1. “App Crackdown”: Under this approach, Google will impose stringent restrictions on what personal data can be accessed by third-party apps and what privacy standards they need to meet.

• Pro: This approach sends a clear message to users about Google’s commitment to privacy. According to a Google employee, Google stopped scanning user emails for targeted advertising after the previous controversy because it recognized that email is a highly personal tool. This approach would continue to prioritize the users’ expectation of privacy.
• Con: This top-down approach could hinder app developers from creating beneficial add-ons to Gmail. As the Washington Post explains, requiring small startups to complete rigorous security checks may impose onerous restrictions that prevent them from ever launching, resulting in more power for tech giants like Google. In addition, this strategy is burdensome for Google to implement because it requires significant resources to monitor data privacy practices of all third-party apps.

2. “User Empowerment”: Instead, Google could focus on enabling users to make better decisions about how to protect their data. This includes shorter and clearer privacy policies, a dashboard showing users who can access which pieces of their data, and clear ways to opt in and out of third-party data sharing.

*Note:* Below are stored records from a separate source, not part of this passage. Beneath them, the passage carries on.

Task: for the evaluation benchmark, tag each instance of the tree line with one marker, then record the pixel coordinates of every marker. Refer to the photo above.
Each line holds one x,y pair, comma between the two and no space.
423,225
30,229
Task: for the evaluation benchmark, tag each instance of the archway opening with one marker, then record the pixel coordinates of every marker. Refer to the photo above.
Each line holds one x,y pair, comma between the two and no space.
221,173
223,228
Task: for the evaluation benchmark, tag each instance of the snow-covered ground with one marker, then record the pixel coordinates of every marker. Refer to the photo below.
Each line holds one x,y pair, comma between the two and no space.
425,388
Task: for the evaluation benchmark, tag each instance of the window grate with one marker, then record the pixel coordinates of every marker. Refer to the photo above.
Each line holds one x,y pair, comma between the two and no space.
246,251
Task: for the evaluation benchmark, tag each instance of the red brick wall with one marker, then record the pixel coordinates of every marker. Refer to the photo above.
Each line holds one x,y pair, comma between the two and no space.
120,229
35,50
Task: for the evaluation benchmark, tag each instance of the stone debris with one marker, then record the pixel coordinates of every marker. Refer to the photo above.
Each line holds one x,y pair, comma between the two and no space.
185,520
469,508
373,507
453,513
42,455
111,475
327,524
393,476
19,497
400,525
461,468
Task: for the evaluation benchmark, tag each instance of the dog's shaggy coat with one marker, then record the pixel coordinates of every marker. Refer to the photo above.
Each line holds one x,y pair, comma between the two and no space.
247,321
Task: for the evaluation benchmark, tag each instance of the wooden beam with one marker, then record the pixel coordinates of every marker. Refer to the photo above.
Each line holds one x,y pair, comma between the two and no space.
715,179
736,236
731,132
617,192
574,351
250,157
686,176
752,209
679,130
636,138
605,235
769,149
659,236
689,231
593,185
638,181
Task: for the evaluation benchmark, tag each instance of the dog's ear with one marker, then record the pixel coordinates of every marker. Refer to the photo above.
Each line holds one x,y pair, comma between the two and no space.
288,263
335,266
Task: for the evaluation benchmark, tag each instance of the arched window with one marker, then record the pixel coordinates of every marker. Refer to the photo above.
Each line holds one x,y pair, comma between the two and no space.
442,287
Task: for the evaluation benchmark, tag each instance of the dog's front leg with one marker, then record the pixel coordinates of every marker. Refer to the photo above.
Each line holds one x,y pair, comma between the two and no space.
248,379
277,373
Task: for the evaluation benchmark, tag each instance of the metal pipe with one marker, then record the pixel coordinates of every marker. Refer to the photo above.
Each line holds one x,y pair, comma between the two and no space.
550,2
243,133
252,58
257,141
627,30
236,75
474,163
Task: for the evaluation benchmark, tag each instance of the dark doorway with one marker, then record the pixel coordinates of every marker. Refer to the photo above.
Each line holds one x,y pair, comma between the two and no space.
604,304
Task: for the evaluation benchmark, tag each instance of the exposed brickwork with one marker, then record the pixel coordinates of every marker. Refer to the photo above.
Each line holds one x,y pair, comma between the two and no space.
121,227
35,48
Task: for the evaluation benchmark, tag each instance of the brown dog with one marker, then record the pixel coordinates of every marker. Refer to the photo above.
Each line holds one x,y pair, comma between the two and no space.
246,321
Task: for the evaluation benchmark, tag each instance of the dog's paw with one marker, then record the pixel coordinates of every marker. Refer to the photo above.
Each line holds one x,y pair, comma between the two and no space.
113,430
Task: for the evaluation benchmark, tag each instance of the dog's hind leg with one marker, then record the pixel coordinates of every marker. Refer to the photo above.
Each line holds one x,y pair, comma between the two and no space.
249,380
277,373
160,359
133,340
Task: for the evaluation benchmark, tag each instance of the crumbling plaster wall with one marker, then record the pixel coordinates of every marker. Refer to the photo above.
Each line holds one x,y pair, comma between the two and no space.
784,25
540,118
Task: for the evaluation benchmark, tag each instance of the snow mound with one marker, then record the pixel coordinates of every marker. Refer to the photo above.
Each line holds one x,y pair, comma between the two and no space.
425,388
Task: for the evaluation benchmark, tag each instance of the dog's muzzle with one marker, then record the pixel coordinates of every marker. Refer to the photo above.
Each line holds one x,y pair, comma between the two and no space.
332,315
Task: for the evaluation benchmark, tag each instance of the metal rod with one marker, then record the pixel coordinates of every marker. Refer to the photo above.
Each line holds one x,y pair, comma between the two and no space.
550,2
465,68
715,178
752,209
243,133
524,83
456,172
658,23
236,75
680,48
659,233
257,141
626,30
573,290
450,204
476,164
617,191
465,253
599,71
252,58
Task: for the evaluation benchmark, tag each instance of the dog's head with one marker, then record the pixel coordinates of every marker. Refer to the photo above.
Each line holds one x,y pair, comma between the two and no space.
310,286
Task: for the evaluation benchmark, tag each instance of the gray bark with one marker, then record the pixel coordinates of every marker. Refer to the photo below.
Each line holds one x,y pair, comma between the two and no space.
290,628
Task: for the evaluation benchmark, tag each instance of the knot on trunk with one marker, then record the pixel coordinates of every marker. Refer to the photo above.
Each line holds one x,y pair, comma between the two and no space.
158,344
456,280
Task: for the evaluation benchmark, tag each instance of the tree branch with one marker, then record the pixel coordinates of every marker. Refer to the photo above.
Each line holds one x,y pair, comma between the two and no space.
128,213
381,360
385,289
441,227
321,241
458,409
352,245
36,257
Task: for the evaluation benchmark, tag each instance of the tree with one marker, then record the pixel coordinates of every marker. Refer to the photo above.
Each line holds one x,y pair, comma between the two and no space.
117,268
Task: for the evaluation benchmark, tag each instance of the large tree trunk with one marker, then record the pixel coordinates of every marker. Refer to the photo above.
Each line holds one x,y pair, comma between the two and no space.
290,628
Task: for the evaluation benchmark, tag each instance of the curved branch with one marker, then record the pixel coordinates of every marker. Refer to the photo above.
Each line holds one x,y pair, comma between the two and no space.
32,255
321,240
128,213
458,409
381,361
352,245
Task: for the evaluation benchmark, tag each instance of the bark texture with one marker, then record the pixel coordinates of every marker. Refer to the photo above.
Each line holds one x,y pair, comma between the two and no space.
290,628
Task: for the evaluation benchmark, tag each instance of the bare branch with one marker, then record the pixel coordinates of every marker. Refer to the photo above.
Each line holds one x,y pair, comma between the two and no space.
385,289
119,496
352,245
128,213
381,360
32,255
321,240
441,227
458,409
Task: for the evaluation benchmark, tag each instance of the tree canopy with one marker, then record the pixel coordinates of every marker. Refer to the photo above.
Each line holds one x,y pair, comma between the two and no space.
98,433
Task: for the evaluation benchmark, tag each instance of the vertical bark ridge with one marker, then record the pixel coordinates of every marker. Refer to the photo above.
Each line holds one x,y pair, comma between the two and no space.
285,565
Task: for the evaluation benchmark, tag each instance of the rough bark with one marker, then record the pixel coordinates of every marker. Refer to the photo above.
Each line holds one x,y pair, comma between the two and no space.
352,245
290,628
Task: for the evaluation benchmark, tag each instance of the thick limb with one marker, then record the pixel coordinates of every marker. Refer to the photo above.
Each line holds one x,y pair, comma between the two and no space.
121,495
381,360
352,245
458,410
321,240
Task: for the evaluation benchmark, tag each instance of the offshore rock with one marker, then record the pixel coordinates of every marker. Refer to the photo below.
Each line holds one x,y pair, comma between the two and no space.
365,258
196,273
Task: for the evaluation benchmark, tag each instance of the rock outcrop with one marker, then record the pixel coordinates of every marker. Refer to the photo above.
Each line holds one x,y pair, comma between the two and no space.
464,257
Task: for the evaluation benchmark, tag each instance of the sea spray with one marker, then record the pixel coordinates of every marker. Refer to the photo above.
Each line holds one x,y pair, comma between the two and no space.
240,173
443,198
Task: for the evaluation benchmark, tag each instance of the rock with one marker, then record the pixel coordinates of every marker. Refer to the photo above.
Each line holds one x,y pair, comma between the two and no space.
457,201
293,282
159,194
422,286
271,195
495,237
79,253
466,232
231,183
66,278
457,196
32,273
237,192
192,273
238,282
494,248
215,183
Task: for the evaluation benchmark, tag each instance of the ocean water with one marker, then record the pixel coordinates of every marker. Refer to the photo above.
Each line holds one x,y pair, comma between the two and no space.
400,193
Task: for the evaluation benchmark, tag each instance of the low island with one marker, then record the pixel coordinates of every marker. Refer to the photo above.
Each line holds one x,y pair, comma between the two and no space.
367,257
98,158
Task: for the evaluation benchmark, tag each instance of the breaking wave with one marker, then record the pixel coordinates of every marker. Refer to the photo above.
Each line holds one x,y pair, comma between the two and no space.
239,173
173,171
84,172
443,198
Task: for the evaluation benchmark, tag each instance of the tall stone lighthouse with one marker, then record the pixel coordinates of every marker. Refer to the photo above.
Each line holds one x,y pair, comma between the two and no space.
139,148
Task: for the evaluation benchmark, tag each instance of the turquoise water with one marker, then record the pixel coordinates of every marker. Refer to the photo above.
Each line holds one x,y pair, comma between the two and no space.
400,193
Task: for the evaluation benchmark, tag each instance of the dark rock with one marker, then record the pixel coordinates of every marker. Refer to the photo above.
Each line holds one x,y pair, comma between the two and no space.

• Pro: By focusing on the user, Google can apply user-centered design principles to improve their experience. As Jen King, director of the Center for Internet and Society, told the New York Times, privacy policies are “documents created by lawyers, for lawyers. They were never created as a consumer tool… What would we do if we actually started over and did this from a human-centric point of view, knowing what we know now about how humans process information online?” Google can start by piloting a privacy dashboard that lets users see and manage how their data is shared. By surveying users on their understanding of data privacy, Google can iterate and improve the dashboard over time.
• Con: Shifting the burden of responsibility for data privacy to the user may not be a strong enough response to prevent third-party app developers from accessing personal data. If consent is not voluntary and opting out is not a viable option, users may become dissatisfied with the privacy regime but feel they have little power to control it.

Which policy should Google choose?

Google should start with the “app crackdown” approach in order to send the strongest signal to users about its commitment to privacy. This method avoids the complicated nature of informed consent and creates a zero-tolerance policy for apps accessing personal data without user knowledge. However, while implementing this approach, Google can incorporate elements of the “user empowerment” approach, requiring third parties to provide clearer information to users about how their data is shared and gathering feedback for improvement.